Tuesday, 5 May 2020

Covid-19 Diaries - Lockdown Day 52 - a fear of going outside

It's been ten days since Spain's children were first allowed out of their homes.   

"Do you want to go outside?" We ask our toddler every afternoon.

"No," she says.

"We could go to the beach! Don't you want to go to the beach?"


"We could go to the grassy bit and say hello to the Guau-guaus!" 

Say hello as they poop all over the grassy bit, I think. 

"No," she says, focused on her building blocks.

Once we get outside though, she is happy. She points out the colours of the cars. Blue! Blanco! Blue! If the stray cats aren't around she miaows at a tree for a while.  She loves the sea and doesn't seem to feel the cold. 

But before she steps outside the door, there is a hesitation. I'm not sure if it was there before lockdown.   

A few other Mum's in my whatsapp group have observed a fearfulness in their children about leaving the house too. Some have become clingy and want to stay in their parents' arms.
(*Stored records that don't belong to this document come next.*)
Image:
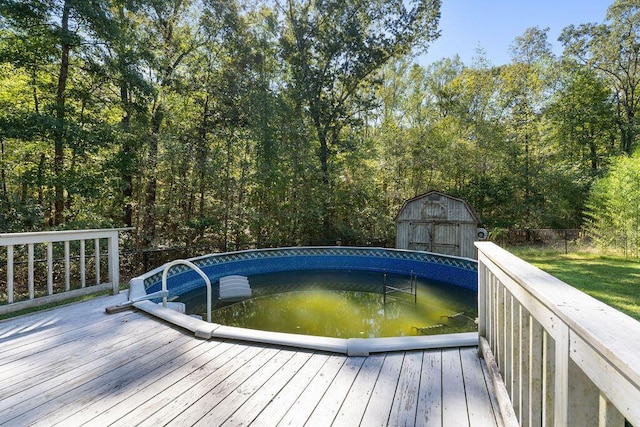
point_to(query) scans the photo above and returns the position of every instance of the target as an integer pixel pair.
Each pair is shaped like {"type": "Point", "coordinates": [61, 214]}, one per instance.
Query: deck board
{"type": "Point", "coordinates": [76, 365]}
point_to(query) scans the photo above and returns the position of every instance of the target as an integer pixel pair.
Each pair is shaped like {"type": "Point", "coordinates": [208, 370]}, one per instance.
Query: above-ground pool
{"type": "Point", "coordinates": [364, 274]}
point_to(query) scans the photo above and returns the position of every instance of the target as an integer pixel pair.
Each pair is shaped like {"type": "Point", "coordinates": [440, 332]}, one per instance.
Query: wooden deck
{"type": "Point", "coordinates": [77, 365]}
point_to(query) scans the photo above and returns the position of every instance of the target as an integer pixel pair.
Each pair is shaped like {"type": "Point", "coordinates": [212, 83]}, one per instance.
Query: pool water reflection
{"type": "Point", "coordinates": [345, 304]}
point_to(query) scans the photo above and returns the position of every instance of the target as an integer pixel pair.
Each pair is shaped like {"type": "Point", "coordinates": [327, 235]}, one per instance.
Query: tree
{"type": "Point", "coordinates": [42, 25]}
{"type": "Point", "coordinates": [614, 207]}
{"type": "Point", "coordinates": [334, 48]}
{"type": "Point", "coordinates": [613, 50]}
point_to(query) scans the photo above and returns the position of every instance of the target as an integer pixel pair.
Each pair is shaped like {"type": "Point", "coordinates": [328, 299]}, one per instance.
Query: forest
{"type": "Point", "coordinates": [277, 122]}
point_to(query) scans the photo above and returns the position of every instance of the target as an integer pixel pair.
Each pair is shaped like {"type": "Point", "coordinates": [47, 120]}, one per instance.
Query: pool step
{"type": "Point", "coordinates": [234, 288]}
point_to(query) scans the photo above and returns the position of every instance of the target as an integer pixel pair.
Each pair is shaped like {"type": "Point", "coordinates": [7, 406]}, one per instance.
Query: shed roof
{"type": "Point", "coordinates": [471, 211]}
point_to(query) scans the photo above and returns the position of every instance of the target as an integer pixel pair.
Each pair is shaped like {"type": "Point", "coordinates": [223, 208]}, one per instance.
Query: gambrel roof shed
{"type": "Point", "coordinates": [437, 222]}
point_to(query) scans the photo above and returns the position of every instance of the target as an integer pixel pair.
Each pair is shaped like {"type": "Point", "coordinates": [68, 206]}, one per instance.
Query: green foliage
{"type": "Point", "coordinates": [291, 122]}
{"type": "Point", "coordinates": [614, 207]}
{"type": "Point", "coordinates": [612, 280]}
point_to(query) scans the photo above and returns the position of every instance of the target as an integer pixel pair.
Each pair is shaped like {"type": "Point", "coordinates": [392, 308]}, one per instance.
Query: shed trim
{"type": "Point", "coordinates": [471, 211]}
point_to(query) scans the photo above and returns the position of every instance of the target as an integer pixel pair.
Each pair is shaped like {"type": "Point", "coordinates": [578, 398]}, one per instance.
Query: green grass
{"type": "Point", "coordinates": [610, 279]}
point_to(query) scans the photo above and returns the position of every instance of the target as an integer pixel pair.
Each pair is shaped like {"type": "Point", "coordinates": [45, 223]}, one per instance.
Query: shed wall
{"type": "Point", "coordinates": [438, 223]}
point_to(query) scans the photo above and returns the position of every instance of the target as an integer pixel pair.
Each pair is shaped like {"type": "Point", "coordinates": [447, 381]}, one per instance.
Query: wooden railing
{"type": "Point", "coordinates": [565, 358]}
{"type": "Point", "coordinates": [70, 248]}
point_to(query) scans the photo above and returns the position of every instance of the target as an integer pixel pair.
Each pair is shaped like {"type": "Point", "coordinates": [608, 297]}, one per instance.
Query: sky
{"type": "Point", "coordinates": [493, 25]}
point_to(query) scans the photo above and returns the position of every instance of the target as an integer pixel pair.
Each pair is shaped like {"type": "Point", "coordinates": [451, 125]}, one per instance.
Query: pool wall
{"type": "Point", "coordinates": [449, 269]}
{"type": "Point", "coordinates": [457, 271]}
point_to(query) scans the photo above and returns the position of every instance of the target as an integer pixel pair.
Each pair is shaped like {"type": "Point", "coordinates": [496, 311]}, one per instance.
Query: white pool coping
{"type": "Point", "coordinates": [350, 346]}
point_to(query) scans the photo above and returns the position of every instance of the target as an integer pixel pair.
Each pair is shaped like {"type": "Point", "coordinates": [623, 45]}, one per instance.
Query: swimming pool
{"type": "Point", "coordinates": [454, 271]}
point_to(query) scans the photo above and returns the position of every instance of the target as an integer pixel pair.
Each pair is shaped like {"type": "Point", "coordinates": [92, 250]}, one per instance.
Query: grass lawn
{"type": "Point", "coordinates": [613, 280]}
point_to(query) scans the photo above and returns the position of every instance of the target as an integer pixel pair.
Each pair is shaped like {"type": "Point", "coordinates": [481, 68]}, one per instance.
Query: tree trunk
{"type": "Point", "coordinates": [58, 160]}
{"type": "Point", "coordinates": [127, 154]}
I came across a piece about this side effect in the local newspaper. About how adults and children can become anxious about leaving an environment in which they've been confined in for a long time, even when it's imperfect.   

The truth is, even I have felt apprehensive about going outside. Although I expressed relief in my Liberation Day post, I wrote it before I went out that evening. 

After I published it, my husband and I crept out while Sol slept, taking the monitor with us, and leaving a neighbour in charge, just so we could walk around the block together. There was so many people along the main promenade. I felt quite overwhelmed. 49 days in lockdown and I wanted to go back home.

The next day, when the allocated exercise time arrived, I went outside by myself. 

I walked away from the main streets, choosing the quiet roads behind my house. The first thing I noticed was a wonderful smell of jasmine. As I walked, a lump grew in my throat. 

There were individual and couples out and about too. As people approached each other on the same pavement, they would step onto the road or cross to the other side to observe the recommended social distancing space. I wanted to cry so much, but the tears wouldn't come.

I told myself to slow down. After so long closely investigating every detail in our apartment block - dried up woodlice, decapitated millipedes, petals, leaves, sticks - I didn't want to suddenly return to old ways and rush past all these things. 

I stopped. I looked at the moon. I said hello to a stray cat. I observed a fleshy cactus. I wanted to cry, but I didn't know how.

Today was a special day. Today my friend and I agreed to meet on the beach below the house. Her son is Sol's best friend, who she has asked after nearly every one of these lockdown days. Worried the mum would expect Sol to wear a mask, I told her that I would be happy if they played as normal, because if they couldn't touch each other it was more stress than it was worth. She agreed.

My stomach ached with anticipation that morning. I didn't tell Sol who we were going to see until we were preparing to leave. She became so excited. 

There was no hugs or kisses, only big smiles. The smiles were mainly between us adults! After pining for her little boyfriend all through lockdown, in the end Sol was so totally absorbed building a "grande grande" sandcastle that she barely acknowledged him. Meanwhile her enthusiastic little friend went to a lot of trouble trying to find her the very best shell on the beach.

It was a really wonderful encounter. It wasn't just any old day at the beach. 

In fact. It was. And that was why it was perfect. 

For the first time in a long time, life felt normal. I realised I wasn't holding my breath and I didn't feel like crying. Instead, I felt full of hope.